Galatians 3:28 — Prooftext or Context? -- By: Peter R. Schemm, Jr.

Journal: Journal for Biblical Manhood and Womanhood
Volume: JBMW 08:1 (Spring 2003)
Article: Galatians 3:28 — Prooftext or Context?
Author: Peter R. Schemm, Jr.

Galatians 3:28 — Prooftext or Context?

Peter R. Schemm, Jr.

Assistant Professor of Theology,
Southeastern Baptist Theological Seminary
Wake Forest, North Carolina

There is neither Jew nor Greek, there is neither slave nor free, there is neither male nor female; for you are all one in Christ Jesus. Galatians 3:28

No single verse of Scripture has attracted as much attention during the modern gender role debate as Galatians 3:28.1 The declaration by the Apostle Paul that “there is neither … male nor female … in Christ,” though not directly addressing the role of women in the home and in the church, nevertheless, has played a critical role in the development of the issue.2 Egalitarian and complementarian scholars claim to be in general agreement about the main point of this verse—all believers are united in Christ. The question concerns what else this verse might entail. Clearly salvation does not eliminate all of our human differences. As Christians we retain racial, social, and gender distinctions. In what sense, then, is it true that in Christ there is neither male nor female? Does Gal 3:28 negate gender specific roles?

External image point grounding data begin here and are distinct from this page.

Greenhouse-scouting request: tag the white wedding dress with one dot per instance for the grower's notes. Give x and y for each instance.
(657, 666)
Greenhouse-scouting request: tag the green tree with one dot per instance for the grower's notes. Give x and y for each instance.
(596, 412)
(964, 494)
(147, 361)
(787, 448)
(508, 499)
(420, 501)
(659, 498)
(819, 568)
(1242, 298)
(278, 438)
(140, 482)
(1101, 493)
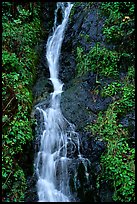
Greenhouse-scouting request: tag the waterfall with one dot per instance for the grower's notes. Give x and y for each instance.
(58, 137)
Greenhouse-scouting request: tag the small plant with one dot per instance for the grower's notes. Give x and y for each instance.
(99, 60)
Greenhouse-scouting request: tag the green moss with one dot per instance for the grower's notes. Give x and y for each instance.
(99, 60)
(19, 61)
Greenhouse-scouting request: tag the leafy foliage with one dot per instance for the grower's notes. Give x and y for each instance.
(99, 59)
(20, 34)
(118, 162)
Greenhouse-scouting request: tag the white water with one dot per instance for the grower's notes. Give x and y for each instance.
(52, 159)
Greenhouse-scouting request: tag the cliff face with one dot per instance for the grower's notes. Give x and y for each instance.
(80, 102)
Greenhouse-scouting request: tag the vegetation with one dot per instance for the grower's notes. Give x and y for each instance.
(21, 31)
(118, 161)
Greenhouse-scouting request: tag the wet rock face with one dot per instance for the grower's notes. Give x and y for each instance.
(84, 22)
(79, 103)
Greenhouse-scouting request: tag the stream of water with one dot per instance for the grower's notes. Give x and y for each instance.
(58, 136)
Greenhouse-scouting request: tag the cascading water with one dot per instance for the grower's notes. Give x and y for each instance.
(58, 138)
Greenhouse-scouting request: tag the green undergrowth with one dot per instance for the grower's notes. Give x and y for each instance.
(21, 32)
(118, 161)
(98, 60)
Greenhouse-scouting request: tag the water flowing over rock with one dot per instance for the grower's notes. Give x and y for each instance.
(76, 103)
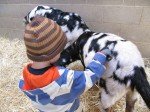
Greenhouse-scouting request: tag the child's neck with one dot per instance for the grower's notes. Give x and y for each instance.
(39, 65)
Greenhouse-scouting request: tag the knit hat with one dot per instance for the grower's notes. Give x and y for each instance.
(44, 39)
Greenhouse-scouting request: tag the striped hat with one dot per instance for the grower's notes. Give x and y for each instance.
(44, 39)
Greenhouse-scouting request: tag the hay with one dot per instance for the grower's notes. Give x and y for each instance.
(13, 59)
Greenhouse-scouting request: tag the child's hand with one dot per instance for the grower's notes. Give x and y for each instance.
(108, 53)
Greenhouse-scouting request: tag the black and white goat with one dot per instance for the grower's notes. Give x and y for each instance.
(125, 74)
(71, 23)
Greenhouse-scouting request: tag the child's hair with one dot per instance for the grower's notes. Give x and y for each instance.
(44, 39)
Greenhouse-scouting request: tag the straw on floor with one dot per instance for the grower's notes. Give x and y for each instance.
(13, 59)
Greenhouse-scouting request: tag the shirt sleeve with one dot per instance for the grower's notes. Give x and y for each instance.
(81, 81)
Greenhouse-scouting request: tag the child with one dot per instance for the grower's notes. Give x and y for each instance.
(53, 88)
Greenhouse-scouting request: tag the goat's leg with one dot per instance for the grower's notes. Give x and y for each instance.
(113, 92)
(131, 98)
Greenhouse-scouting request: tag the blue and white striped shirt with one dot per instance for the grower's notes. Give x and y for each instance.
(62, 95)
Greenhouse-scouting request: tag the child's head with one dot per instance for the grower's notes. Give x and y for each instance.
(44, 39)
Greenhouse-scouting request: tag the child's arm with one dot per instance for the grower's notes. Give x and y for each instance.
(80, 81)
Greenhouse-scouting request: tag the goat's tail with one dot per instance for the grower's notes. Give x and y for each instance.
(141, 84)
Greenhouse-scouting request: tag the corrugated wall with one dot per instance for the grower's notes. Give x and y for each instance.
(127, 18)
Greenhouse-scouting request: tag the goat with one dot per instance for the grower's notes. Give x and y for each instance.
(125, 74)
(71, 23)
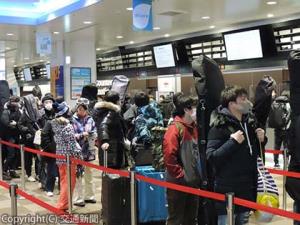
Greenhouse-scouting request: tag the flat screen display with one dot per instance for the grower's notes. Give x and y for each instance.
(243, 45)
(164, 56)
(27, 74)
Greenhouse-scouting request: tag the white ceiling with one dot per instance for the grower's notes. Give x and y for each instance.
(110, 19)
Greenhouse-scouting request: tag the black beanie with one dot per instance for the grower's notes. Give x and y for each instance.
(48, 96)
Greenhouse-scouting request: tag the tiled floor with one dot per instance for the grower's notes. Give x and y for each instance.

Egalitarians answer the latter question affirmatively, seeing the text as “the foundation for a new social order in the church.”3 The result of this new social order is that there are no longer gender-based ministry distinctions in the home or the church. Complementarians, however, do not find such a proof text for eliminating gender roles here in the midst of Paul’s argument for justification by faith alone (Gal 3–4). As S. Lewis Johnson has put it,

Never could the Apostle Paul have envisioned the place of Galatians 3:28 in contemporary evangelical literature…. While traditionally commentators have discussed Paul’s words in the context of the Biblical doctrine of justification by faith, that has become a secondary matter. One can understand this to some extent, since the vigorous debate over sex roles has, in effect, lifted it from its exegetical underpinnings and set it as a lonely text, a kind of proof text, in the midst of a swirling theological debate. This is not without justification, but it also is not without peril. I am referring to the human tendency to forget sound hermeneutics and find things that are not really in the text.